Menurut dia, gagasan pilkada dipilih DPRD adalah bentuk dari fenomena di kalangan elite politik yang lelah berkompetisi di antara mereka. Sehingga, ada keinginan suatu penyelesaian di tingkat elite layaknya ciri khas Orde Baru.

“Wacana ini memang khas elite dan menjadi lebih kuat karena semacam ada semangat elite kita untuk mengembalikan mindset Orde Baru, di mana penyelenggaraan pemerintahan itu dilakukan di tingkat elite saja, publik tak diberikan kesempatan. Jadi itu mindset lama dan menguntungkan elite utama, jadi mereka menunjukkan siapa calon kepala daerah,” terang Saidiman.

Dia menegaskan, wacana kepala daerah dipilih DPRD jelas merugikan, karena rakyat tidak bisa menentukan atau mengevaluasi langsung apakah seorang kepala daerah baik atau tidak, termasuk layak atau tidak untuk memimpin daerahnya.

“Jadi evaluasinya tergantung kepada elite. Itu akan sangat merugikan, karena kepala daerah tidak akan bisa bekerja maksimal mengingat mereka untuk bisa terpilih kembali adalah orientasinya menyenangkan para elite di atas, ketua ketua partai,” tandasnya.

“Dengan demikian, saya kira kepentingan publik menjadi nomor dua, kepentingan elite yang utama. Jadi orientasinya akan berubah dan akan merugikan masyarakat,” tambah Saidiman.

Dia juga menolak anggapan jika pilkada langsung menyebabkan pemborosan keuangan negara. Sebab, melalui kontrol publik, praktik korupsi, kolusi, dan nepotisme dalam pemerintahan bisa diawasi. Selain itu, praktik politik uang yang disebut terjadi dengan pemilihan langsung merupakan pandangan keliru. Pasalnya, pilkada oleh DPRD justru menggeser uang yang beredar hanya ke lingkaran elite.

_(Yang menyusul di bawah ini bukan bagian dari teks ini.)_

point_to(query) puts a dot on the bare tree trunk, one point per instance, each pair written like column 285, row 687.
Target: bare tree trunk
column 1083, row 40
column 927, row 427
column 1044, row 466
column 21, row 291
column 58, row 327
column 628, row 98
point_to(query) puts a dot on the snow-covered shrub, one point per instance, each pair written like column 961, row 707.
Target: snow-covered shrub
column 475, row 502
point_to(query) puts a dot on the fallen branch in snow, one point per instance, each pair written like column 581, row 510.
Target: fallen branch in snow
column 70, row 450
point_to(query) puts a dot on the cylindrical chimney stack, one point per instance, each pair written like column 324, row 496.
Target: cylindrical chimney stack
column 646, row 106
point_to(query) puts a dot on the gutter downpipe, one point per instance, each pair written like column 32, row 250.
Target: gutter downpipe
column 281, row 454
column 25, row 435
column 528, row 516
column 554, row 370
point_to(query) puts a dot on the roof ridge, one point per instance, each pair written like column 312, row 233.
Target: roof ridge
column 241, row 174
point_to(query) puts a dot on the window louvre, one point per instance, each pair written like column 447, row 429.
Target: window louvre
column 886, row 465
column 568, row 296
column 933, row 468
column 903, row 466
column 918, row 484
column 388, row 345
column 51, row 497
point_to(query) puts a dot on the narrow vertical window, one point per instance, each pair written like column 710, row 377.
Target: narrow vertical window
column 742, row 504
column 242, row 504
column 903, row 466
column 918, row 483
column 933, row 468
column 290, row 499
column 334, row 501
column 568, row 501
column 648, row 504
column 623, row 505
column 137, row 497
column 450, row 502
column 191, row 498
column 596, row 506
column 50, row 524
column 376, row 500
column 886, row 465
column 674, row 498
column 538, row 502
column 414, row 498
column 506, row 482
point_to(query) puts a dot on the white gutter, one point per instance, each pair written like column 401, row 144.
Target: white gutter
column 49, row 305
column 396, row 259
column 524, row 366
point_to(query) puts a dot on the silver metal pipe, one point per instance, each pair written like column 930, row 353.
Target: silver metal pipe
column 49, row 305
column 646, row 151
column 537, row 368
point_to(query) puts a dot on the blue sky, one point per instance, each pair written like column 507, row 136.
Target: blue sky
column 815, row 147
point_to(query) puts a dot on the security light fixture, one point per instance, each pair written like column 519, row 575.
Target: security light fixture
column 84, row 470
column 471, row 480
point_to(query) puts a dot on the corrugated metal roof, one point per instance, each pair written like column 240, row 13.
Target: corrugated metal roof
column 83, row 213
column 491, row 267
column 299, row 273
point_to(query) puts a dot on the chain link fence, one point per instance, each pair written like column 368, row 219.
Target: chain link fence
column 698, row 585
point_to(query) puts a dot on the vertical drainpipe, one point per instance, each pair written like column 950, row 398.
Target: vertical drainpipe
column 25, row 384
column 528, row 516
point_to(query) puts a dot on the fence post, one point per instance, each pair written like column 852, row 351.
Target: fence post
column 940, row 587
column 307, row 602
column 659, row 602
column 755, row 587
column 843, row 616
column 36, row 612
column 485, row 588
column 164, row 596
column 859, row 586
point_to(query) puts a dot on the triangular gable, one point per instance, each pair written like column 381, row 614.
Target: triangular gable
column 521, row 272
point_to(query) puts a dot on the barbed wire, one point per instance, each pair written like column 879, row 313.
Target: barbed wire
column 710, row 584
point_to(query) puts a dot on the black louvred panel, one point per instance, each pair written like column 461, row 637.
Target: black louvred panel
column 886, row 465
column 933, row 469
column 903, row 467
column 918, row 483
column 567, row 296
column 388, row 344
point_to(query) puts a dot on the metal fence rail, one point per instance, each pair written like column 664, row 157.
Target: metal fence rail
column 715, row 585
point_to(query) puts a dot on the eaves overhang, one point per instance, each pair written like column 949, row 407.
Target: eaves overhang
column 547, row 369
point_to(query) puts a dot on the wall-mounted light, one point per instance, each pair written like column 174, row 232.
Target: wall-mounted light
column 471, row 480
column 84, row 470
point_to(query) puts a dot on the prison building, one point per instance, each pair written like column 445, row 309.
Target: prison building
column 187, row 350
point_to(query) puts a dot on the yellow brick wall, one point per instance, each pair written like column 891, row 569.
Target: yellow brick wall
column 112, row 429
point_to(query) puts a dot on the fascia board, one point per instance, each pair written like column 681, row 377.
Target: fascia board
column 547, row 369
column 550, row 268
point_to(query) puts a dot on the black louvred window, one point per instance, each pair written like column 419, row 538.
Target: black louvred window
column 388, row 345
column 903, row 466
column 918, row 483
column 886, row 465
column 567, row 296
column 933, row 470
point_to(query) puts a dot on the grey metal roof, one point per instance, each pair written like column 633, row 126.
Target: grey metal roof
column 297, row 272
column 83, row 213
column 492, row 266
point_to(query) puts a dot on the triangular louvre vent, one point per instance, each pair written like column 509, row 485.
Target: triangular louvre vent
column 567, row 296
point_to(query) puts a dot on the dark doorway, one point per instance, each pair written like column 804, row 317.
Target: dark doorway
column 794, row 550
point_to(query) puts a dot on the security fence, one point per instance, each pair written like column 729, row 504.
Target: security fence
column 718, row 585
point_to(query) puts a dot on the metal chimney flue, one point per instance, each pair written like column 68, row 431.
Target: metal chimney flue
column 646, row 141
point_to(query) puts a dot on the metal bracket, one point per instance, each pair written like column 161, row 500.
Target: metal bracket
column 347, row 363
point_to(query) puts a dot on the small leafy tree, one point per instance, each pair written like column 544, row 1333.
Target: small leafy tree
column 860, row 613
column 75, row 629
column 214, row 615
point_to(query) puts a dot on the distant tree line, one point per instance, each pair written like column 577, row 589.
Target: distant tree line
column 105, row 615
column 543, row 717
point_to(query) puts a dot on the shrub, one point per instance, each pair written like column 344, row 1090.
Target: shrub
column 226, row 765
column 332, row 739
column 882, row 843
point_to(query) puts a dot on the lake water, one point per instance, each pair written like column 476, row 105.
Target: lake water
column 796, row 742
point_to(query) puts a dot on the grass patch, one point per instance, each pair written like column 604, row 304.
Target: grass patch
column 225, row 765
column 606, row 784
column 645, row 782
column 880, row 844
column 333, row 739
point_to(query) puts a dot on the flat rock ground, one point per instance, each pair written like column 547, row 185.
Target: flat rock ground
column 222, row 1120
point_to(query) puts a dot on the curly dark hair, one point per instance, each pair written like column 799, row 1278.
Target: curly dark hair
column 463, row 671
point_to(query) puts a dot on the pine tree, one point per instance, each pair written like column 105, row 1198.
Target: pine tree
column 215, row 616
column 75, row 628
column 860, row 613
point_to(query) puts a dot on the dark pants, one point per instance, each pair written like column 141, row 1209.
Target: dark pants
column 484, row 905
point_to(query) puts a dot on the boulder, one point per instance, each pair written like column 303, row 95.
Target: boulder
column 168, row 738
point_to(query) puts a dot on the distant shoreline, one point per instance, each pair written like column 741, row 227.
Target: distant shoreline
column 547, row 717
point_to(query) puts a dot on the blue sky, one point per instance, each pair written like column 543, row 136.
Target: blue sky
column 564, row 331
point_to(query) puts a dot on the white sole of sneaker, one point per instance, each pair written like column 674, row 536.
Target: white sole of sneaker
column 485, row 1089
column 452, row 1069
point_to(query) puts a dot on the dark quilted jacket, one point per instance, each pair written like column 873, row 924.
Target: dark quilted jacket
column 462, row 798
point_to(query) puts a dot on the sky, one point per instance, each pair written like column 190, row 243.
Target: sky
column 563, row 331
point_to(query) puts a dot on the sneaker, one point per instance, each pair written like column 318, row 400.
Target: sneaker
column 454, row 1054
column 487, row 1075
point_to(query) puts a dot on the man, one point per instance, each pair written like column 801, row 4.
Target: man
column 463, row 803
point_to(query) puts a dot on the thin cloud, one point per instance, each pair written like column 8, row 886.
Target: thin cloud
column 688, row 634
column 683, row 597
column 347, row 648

“Mereka akan menyogok ketua-ketua partai. Kalau selama ini politik uang iya, tapi itu kan langsung ke masyarakat. Dan ongkos mahal apa yang dikatakan penyelenggaraan pilkada itu biasanya karena ulah dari partai-partai sendiri. Kan mereka pakai politik uang, dan seterusnya itu. Artinya bukan pada sistemnya, tapi pada mindset si partainya,” tutup Saidiman.